Last night’s program was fairly typical. But an interesting metaphor was ventured: that the current global financial situation has come about because of a cancerous philosophy – i.e. uncontrolled growth. And, thus, society is afflicted with a terminal disease. Well, it kind of works. What concerns me, however, is that it is suggestive of social Darwinism.
I once heard cancer described as natural selection at the cellular level. Evolution has furnished us with genes that function best when we are young and reproductively active, but which can go awry as we age and accumulate mutations. Cancer takes hold because a cell becomes unshackled from the control checks on its cell cycle and attains a reproductive advantage over its neighbours, evading the regulatory surveillance of the immune system, which usually quickly eliminates such rogue entities. Yes, it can arise as a consequence of man’s activities (smoking, radioactive fallout), but that is because evolution has not equipped us to withstand indefinitely the environmental insults we now subject ourselves to.
I dislike the occasionally espoused religious view that goes something like… cancer is an inevitable side consequence of God’s lighting of the evolutionary blue touch paper in order that humans could evolve themselves. Like, yes, okay, we can’t argue anymore that evolution is bogus, but it must still be a purposeful, direction-ed progressive process with us God-imaged humans as its inevitable pinnacle. Cancer is thus explained away as the price we must pay; the cross we have to bear. I’m not sure how this should qualify as consolation for those with inherited predispositions who succumb early, or to those who just get it through sheer bad luck.
Do we really want to apply this cancer metaphor to describe the slack regulation of the money markets, which has allowed rogue bankers/traders/mortgagors (‘genes’) to bring about monetary growth advantage for particular financial concerns (‘cells’), leading ultimately to malignant effects (‘cancer’) on society? This implies either that we should just accept the economic collapse as a natural, largely inevitable process brought upon us by those who are fitter/stronger; or that cancer is a by-product of directed purpose. Religious authority figures have voiced their disapproval of the immorality at work. Whether or not they buy the cancer corollary, I don’t know. They shouldn’t, because there is a subtle but important distinction: evolution – and cancer for that matter – is a-moral. It happens for no anthropomorphic reason; whereas the current economic circumstances have arisen as the consequence of human agency.

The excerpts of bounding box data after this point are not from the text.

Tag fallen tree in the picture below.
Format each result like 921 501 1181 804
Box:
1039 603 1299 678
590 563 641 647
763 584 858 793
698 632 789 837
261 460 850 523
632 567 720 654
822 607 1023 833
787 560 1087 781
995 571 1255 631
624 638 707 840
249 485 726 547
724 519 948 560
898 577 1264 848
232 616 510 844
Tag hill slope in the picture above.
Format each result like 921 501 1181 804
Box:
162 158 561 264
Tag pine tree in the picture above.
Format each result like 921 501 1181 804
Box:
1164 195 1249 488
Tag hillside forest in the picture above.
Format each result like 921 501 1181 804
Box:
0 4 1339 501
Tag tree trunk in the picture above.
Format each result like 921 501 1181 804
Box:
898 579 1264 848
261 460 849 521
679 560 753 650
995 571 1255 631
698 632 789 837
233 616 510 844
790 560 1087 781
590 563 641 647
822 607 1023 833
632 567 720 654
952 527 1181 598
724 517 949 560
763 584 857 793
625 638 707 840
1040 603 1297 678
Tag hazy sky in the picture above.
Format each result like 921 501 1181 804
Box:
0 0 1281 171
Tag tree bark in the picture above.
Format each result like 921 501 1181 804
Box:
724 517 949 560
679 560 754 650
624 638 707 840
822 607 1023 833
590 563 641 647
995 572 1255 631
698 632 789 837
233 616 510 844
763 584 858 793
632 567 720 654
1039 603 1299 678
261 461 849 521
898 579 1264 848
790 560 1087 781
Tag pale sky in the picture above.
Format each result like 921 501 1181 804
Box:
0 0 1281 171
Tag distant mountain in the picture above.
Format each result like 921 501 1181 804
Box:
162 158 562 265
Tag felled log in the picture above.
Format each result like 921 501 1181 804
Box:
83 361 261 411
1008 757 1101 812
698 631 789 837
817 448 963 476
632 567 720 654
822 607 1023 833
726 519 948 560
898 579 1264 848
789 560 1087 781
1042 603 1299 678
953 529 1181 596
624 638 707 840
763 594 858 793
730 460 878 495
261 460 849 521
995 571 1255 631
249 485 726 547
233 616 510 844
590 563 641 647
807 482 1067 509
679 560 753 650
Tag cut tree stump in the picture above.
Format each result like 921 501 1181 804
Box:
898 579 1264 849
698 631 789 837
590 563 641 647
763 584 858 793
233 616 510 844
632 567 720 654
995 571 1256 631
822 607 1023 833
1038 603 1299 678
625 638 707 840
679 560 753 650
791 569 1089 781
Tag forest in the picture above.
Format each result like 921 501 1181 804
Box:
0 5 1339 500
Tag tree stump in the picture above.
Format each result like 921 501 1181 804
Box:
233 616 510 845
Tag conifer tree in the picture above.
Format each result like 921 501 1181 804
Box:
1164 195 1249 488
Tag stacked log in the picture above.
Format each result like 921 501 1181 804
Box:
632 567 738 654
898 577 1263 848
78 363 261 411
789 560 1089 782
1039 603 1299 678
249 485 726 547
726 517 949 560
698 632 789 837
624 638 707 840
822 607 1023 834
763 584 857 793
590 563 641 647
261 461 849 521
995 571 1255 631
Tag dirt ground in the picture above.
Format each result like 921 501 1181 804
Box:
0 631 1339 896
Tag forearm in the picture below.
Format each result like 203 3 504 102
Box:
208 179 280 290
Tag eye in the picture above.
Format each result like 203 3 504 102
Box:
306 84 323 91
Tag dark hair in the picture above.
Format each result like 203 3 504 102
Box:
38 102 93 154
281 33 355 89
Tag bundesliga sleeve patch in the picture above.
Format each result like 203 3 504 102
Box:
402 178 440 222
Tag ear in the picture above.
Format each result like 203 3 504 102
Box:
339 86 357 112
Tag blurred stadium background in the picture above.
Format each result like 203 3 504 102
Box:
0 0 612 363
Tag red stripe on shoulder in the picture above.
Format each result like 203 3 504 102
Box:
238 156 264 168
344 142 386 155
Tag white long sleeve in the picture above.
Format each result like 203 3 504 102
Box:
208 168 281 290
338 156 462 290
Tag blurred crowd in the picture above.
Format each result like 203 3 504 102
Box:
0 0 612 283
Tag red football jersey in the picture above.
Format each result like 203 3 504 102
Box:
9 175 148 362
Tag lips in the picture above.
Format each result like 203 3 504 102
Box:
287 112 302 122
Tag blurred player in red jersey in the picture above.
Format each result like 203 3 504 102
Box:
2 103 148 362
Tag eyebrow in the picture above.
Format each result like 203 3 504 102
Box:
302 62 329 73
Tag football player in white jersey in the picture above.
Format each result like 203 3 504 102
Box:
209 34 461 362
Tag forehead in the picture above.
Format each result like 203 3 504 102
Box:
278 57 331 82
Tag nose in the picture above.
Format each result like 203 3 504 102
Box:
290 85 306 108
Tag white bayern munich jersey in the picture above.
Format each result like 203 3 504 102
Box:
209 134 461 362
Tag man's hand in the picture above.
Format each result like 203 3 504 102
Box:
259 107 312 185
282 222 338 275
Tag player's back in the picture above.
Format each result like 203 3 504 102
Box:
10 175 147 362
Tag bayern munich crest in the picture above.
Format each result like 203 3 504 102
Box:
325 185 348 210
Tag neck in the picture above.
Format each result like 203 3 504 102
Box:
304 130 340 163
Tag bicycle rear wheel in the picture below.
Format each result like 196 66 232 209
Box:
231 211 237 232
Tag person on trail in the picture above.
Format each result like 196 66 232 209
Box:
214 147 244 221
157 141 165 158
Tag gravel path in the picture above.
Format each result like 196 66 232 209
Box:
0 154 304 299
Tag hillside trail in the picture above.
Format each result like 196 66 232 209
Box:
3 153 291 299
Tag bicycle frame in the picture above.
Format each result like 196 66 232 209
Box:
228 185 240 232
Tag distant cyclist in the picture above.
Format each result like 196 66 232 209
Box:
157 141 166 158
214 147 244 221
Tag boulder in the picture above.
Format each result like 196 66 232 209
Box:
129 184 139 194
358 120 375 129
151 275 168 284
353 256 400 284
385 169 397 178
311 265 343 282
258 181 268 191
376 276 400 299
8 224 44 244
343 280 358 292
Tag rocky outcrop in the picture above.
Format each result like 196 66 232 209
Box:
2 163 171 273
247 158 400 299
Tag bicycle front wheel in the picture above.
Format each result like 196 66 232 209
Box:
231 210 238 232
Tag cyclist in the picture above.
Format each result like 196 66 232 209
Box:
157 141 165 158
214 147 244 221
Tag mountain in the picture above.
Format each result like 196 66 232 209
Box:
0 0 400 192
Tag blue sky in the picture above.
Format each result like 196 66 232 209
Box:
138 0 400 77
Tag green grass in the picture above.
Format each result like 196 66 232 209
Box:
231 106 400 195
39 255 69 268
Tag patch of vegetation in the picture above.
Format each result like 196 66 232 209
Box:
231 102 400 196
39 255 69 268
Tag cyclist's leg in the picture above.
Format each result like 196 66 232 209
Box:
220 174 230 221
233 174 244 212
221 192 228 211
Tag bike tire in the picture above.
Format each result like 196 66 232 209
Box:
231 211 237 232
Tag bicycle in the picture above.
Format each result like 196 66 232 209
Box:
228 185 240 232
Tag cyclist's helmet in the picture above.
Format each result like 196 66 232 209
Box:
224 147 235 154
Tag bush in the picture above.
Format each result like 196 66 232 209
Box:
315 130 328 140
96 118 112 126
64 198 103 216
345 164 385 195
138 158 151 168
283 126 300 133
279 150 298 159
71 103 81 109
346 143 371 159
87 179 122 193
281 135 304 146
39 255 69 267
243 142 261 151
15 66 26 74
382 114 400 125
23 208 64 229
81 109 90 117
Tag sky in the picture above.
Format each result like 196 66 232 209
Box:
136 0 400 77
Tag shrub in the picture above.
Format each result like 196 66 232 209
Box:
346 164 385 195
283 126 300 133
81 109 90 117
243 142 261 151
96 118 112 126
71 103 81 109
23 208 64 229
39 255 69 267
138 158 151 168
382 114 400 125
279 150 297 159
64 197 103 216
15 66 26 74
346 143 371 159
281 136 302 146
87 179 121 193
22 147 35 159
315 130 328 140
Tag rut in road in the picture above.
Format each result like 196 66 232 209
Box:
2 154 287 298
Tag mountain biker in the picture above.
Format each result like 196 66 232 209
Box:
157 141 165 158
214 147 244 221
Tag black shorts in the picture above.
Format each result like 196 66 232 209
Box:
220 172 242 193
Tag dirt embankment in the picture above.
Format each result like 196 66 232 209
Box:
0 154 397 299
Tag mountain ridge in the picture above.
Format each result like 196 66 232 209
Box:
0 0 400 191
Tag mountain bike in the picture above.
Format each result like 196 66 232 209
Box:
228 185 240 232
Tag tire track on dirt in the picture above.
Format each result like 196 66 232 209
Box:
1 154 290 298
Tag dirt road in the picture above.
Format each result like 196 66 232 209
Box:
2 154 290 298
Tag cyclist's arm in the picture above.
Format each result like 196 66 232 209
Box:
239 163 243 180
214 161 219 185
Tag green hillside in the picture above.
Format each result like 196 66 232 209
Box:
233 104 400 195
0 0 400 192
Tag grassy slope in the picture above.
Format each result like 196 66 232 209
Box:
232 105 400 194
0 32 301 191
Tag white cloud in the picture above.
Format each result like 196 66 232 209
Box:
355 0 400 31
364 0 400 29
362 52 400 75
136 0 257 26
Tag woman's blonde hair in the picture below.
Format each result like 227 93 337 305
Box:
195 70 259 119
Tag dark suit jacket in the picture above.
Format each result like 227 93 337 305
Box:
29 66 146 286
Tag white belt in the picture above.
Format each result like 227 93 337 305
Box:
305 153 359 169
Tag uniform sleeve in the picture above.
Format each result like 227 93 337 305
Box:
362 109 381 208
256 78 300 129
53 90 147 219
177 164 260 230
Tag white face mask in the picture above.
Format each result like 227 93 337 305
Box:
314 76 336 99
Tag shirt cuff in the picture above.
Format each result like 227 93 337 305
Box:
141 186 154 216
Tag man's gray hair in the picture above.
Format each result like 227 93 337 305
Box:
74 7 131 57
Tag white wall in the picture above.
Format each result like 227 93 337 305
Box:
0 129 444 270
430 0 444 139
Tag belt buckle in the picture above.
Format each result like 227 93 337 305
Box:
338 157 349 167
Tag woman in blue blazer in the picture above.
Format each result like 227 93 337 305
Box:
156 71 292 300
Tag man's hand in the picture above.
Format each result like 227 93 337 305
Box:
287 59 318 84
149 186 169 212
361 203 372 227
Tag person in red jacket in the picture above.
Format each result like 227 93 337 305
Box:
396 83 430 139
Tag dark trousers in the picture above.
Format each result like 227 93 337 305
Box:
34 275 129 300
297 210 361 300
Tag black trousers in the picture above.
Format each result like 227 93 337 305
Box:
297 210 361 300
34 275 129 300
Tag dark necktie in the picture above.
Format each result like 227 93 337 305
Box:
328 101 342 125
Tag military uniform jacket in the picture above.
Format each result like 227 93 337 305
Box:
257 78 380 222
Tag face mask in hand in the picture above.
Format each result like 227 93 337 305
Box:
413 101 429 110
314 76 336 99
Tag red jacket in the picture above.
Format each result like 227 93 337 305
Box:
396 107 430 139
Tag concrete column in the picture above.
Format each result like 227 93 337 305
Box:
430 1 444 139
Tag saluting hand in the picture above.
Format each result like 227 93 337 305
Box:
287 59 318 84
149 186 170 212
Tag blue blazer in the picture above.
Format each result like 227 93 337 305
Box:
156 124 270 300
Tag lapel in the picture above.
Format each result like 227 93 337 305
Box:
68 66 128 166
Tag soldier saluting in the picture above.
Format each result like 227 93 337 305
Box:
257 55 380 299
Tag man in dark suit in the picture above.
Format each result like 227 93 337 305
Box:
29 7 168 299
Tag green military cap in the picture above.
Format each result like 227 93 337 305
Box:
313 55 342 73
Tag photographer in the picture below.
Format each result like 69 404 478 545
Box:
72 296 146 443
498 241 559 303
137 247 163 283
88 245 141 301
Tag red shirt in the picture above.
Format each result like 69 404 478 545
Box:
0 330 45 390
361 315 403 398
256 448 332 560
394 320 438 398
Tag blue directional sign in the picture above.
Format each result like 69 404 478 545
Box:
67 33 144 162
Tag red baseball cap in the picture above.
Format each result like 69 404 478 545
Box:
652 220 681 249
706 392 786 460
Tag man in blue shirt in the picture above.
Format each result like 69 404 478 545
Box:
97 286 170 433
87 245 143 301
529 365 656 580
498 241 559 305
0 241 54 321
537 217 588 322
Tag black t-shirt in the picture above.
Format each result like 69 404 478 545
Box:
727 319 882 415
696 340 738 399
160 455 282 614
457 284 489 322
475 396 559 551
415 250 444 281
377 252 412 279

I think we have to be careful with metaphors like this. It’s easy to be persuaded by them, and they take root in our psyche (consider Frankenstein, which would actually be more apt in this context – we unleashed a ‘monster’ of our own making, but which we could not control and it has turned on us). Evolution provides the framework for understanding biology (and when discussing cancer, we’re discussing biology). It should not, however, be used as – or to describe – a philosophy for politics and economics. Otherwise, science is misappropriated and, ultimately, blamed for human folly.